First 6 Identity Protection (Main Mode) messages negotiate security parameters to protect the next 3 messages (Quick Mode) and whatever is negotiated in Phase 2 is used to protect production traffic (ESP or AH, normally ESP for site-site VPN).
We call first 6 messages Phase 1 and last 3 messages as Phase 2.
Both peers add a unique SPI just to uniquely identify each side's Security Association (SA):
In frame #1, the Initiator (.70) sends a set of Proposals containing a set of security parameters (Transforms) that Responder (.71) can pick if it matches its local policies:
Fair enough, in frame #2 the Responder (.71) picks one of the Transforms:
2.2 DH Key Exchange
Then, next 2 Identity Protection packets both peers exchange Diffie-Hellman public key values and nonces (random numbers) which will then allow both peers to agree on a shared secret key:
With DH public key value and the nonce both peers will generate a seed key called SKEYID.
A further 3 session keys will be generated using this seed key for different purposes:
SKEYID_d (d for derivative): not used by Phase 1. It is used as seed key for Phase2 keys, i.e. seed key for production traffic keys in Plain English.
SKEYID_a (a for authentication): this key is used to protect message integrity in every subsequent packets as soon as both peers are authenticated (peers will authenticate each other in next 2 packets).
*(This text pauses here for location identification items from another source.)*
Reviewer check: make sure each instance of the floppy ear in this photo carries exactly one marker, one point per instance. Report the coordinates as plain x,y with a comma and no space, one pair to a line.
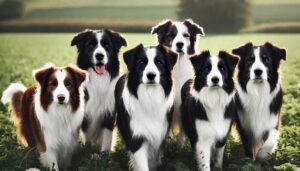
276,51
117,38
230,59
243,49
79,75
197,60
193,27
171,56
129,56
43,73
80,37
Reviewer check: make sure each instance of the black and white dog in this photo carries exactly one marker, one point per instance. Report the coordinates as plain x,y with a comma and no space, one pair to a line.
144,103
182,38
259,97
98,54
208,107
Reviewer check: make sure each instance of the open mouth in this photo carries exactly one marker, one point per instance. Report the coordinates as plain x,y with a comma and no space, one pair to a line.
100,68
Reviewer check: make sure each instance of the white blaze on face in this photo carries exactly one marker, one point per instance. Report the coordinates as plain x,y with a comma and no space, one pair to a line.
151,68
180,38
99,50
258,65
61,90
214,72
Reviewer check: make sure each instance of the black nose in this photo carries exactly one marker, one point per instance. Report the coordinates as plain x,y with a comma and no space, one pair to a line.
258,72
151,76
215,80
179,45
61,98
99,56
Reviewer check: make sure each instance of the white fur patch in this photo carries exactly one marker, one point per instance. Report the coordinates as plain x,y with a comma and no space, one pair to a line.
61,89
256,115
101,99
60,129
151,67
148,119
181,31
10,91
258,64
214,72
100,50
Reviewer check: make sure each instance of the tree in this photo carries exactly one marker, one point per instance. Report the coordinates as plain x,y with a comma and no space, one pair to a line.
217,15
11,9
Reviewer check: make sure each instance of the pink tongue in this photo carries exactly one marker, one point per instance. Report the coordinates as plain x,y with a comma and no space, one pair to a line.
100,69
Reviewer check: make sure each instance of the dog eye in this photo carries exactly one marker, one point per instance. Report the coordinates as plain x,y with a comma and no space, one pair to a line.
158,61
186,35
68,83
51,84
222,68
265,58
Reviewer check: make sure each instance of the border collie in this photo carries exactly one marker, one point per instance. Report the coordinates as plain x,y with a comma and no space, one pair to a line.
259,98
181,37
208,107
49,114
98,54
144,103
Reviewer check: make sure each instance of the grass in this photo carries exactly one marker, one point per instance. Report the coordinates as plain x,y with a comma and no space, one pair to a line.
23,52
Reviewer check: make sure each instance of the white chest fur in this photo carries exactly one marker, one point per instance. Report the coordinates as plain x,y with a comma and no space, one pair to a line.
101,94
148,113
183,70
215,102
256,102
59,124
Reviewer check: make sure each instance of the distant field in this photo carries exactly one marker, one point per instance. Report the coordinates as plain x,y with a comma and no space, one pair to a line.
23,52
140,11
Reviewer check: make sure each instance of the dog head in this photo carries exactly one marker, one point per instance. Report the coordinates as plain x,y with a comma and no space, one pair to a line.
98,49
150,65
181,37
259,64
60,85
214,71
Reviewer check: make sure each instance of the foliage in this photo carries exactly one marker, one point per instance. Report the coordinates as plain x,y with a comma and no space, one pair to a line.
23,52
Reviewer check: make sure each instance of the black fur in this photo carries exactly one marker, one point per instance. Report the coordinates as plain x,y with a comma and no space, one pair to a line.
167,31
86,43
270,55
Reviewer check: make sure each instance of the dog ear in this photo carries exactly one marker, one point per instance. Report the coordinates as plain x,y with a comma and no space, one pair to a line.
80,37
193,27
197,60
129,56
43,73
117,38
280,53
79,75
242,50
231,60
171,56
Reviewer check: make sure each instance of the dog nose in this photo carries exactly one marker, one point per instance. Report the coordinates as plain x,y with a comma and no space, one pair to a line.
61,97
215,80
151,76
258,72
179,45
99,56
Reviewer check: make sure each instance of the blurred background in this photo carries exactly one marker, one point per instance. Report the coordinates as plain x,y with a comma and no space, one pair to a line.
216,16
35,32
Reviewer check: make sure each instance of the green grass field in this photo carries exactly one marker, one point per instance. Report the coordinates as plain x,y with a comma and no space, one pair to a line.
23,52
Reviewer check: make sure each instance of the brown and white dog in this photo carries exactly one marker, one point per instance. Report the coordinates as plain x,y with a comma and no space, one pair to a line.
49,113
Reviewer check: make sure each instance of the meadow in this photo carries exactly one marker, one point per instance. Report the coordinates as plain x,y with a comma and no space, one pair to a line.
20,53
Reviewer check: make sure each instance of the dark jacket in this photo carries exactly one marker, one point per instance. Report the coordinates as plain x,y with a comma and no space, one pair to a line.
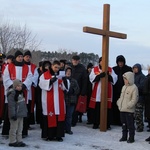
139,82
71,95
16,107
79,73
119,71
146,92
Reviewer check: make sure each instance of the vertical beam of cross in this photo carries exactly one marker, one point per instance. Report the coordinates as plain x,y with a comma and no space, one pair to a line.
105,56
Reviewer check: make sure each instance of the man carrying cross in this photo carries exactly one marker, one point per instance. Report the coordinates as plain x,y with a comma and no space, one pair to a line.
95,101
105,53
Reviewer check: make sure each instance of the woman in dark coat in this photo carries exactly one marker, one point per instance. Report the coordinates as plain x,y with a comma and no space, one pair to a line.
146,92
119,70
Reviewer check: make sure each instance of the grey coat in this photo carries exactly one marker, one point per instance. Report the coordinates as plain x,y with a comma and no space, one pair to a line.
129,95
16,108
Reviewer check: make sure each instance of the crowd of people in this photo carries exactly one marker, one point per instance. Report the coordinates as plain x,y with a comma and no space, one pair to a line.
58,85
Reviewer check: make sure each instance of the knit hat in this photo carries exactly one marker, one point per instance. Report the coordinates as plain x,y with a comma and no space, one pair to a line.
76,57
100,59
16,82
90,65
18,53
27,53
10,57
63,61
68,68
121,59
Yes, I know, we verify the integrity by using a hash but throwing a key into a hash adds stronger security to hash and it's called HMAC.
SKEYID_e (e for encryption): you'll see that the next 2 packets are also encrypted. As selected encryption algorithm for this phase was AES-CBC (128-bits) then we use AES with this key to symmetrically encrypt further data.
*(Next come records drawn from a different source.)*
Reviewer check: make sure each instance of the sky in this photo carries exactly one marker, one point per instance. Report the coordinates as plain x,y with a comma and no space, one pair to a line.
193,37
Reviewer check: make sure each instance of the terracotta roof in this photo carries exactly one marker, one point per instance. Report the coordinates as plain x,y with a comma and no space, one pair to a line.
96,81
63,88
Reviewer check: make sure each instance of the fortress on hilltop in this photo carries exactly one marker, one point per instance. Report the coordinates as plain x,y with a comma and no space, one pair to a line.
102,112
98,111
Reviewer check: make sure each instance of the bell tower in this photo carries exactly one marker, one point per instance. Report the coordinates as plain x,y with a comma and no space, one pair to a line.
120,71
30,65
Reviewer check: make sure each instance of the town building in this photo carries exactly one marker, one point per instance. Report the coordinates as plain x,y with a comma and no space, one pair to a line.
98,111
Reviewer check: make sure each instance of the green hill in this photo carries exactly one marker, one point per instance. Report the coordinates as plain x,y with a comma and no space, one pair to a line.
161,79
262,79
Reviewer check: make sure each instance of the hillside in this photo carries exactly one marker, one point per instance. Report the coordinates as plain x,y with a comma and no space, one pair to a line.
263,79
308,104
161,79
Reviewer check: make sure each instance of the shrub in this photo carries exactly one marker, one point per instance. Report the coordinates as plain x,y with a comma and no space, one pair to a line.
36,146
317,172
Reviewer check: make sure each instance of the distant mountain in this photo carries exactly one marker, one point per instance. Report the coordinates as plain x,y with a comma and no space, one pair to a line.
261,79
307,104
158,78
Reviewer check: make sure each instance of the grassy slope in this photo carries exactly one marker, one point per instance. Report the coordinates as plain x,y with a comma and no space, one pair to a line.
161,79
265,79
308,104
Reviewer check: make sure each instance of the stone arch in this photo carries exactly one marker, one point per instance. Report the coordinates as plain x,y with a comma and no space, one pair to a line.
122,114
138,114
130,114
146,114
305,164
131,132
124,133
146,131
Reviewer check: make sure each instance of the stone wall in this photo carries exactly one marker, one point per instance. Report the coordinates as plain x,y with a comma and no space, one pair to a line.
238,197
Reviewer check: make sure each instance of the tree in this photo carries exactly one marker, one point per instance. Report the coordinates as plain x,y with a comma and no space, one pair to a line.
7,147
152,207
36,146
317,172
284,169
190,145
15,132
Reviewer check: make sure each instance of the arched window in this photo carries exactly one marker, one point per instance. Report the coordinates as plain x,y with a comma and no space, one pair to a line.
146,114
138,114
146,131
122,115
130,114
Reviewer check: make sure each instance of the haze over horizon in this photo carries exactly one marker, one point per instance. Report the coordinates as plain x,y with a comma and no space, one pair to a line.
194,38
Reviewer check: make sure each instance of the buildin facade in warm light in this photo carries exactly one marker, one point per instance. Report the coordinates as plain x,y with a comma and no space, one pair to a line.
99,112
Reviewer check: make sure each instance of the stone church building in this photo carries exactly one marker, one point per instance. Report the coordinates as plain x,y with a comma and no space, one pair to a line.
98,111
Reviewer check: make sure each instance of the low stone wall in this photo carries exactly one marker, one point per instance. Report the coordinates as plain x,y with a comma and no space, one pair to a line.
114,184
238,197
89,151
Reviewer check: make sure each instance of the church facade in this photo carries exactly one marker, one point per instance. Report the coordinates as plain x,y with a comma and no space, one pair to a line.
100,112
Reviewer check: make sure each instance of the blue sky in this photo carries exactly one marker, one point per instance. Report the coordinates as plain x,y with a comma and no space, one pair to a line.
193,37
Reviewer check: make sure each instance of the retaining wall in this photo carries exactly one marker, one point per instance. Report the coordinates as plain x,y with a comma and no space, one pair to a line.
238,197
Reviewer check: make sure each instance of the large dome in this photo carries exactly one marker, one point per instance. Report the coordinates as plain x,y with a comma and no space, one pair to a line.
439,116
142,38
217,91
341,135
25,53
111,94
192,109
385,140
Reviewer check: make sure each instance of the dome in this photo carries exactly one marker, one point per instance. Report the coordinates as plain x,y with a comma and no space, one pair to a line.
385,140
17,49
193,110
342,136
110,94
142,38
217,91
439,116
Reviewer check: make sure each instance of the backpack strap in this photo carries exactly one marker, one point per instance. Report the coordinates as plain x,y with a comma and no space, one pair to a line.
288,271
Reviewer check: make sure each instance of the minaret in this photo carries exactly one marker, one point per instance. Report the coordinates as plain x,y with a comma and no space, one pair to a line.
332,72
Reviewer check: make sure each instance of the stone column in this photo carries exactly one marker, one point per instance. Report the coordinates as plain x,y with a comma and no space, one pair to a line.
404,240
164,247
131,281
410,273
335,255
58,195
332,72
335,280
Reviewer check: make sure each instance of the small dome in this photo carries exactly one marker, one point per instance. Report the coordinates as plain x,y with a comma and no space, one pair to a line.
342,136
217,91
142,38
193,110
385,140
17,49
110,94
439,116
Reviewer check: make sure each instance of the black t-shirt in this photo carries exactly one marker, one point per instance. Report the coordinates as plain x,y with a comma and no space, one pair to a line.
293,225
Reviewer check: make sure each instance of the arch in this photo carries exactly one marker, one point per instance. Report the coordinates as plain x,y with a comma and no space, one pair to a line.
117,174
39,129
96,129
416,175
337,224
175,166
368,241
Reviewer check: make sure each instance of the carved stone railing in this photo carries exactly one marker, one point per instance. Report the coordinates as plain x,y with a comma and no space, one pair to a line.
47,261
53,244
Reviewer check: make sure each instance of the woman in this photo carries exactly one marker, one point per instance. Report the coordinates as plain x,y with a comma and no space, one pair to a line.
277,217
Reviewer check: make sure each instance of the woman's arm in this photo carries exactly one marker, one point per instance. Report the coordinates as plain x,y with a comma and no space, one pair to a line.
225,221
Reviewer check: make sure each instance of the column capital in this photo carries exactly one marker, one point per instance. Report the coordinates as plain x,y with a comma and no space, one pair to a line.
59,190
Nonce is just to protect against replay attacks by adding some randomness to key generation
The purpose of this exchange is to confirm each other's identity. If we said we're going to do this using pre-shared keys then verification consists of checking whether both sides has the same pre-shared key. If it is RSA certificate then peers exchange RSA certificates and assuming the CA that signed each side is trusted then verification complete successfully.
In our case, this is done via pre-shared keys:
In packet #5 the Initiator sends a hash generated using pre-shared key set as key material so that only those who possess pre-master key can do it:
The responder performs the same calculation and confirms the hash is correct.
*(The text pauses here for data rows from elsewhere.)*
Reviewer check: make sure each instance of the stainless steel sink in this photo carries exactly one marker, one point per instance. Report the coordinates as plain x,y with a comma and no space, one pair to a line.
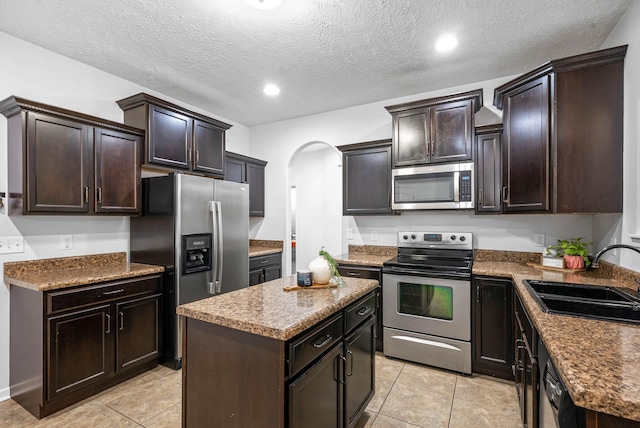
588,301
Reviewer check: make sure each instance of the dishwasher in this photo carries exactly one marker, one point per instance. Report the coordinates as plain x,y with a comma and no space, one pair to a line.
556,407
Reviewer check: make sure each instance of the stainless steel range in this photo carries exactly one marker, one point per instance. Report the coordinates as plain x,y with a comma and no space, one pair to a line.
427,300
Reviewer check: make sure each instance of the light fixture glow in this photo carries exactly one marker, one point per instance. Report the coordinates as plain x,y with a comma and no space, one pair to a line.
263,4
446,43
271,90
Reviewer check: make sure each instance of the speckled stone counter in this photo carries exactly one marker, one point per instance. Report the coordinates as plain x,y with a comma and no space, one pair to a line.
57,273
599,361
259,247
267,310
367,255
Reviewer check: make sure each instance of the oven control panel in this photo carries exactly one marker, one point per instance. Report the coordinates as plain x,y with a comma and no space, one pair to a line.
435,239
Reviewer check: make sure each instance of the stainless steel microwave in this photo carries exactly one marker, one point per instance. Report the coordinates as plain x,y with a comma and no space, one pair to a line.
446,186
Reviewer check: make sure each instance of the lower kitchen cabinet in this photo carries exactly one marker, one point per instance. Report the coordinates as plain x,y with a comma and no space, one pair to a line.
265,268
368,272
94,337
492,327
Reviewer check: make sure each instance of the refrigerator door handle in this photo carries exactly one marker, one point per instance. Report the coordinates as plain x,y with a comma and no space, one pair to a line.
216,219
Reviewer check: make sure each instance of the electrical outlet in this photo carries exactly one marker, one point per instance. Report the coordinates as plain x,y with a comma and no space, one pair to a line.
11,244
66,242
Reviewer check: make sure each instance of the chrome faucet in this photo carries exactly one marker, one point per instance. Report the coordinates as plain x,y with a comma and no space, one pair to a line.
594,264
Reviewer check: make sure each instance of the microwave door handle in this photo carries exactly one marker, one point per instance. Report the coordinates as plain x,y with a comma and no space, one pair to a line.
456,186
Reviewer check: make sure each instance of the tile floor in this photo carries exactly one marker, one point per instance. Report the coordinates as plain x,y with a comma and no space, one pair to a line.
407,396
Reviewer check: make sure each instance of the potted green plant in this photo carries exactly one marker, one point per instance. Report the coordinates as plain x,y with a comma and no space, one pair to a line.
574,251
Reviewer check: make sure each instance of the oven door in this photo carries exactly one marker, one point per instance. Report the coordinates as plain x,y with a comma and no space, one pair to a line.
434,306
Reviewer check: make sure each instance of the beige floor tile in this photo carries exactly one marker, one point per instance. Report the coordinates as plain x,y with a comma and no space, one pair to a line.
418,406
481,402
387,368
383,421
170,418
149,399
383,387
420,376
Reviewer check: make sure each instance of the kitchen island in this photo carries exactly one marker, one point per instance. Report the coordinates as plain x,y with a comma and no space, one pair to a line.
598,361
262,355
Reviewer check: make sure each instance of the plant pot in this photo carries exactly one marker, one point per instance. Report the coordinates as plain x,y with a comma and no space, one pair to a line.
574,262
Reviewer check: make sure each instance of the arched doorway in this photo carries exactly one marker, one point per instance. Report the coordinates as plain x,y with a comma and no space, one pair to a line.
315,203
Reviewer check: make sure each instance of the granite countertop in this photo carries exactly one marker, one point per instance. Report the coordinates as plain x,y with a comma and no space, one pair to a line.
262,247
63,272
267,310
367,255
599,361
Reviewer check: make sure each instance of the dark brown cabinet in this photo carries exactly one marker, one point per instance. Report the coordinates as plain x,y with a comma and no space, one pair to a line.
265,268
525,365
368,272
492,327
65,162
366,178
488,169
562,145
434,130
177,138
244,169
94,337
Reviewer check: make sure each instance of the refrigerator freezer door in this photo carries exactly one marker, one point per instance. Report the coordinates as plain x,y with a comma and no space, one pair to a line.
234,223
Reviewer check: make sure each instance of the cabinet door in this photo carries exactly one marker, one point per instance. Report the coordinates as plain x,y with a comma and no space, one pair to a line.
452,131
315,398
359,379
411,137
169,139
366,181
234,170
117,172
137,334
272,272
489,172
255,179
526,148
58,166
493,327
208,146
80,349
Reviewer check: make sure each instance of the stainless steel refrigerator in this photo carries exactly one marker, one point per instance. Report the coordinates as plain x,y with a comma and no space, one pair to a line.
198,229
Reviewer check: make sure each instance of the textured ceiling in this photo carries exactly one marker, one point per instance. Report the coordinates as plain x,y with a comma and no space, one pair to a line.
324,54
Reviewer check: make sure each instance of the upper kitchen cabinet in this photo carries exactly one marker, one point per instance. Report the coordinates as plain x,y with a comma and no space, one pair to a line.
177,138
562,144
366,178
434,130
243,169
488,168
65,162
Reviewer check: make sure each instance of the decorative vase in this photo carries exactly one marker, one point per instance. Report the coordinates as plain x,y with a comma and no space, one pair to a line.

Responder also sends a similar packet back to Initiator in frame #6 but I skipped for brevity.
Now we're ready for Phase 2.
3. Phase 2
The purpose of this phase is to establish the security parameters that will be used for production traffic (IPSec SA):
Now, Initiator sends its proposals to negotiate the security parameters for production traffic as mentioned (the highlighted yellow proposal is just a sample as the rest is collapsed - this is frame #7):
Note: Identification payload carries source and destination tunnel IP addresses and if this doesn't match what is configured on both peers then IPSec negotiation will not proceed.
Then, in frame #8 we see that Responder picked one of the Proposals:
Frame #9 is just an ACK to the picked proposal confirming that Initiator accepted it:
I just highlighted the Hash here to reinforce the fact that since both peers were authenticated in Phase 1, all subsequent messages are authenticated and a new hash (HMAC) is generated for each packet.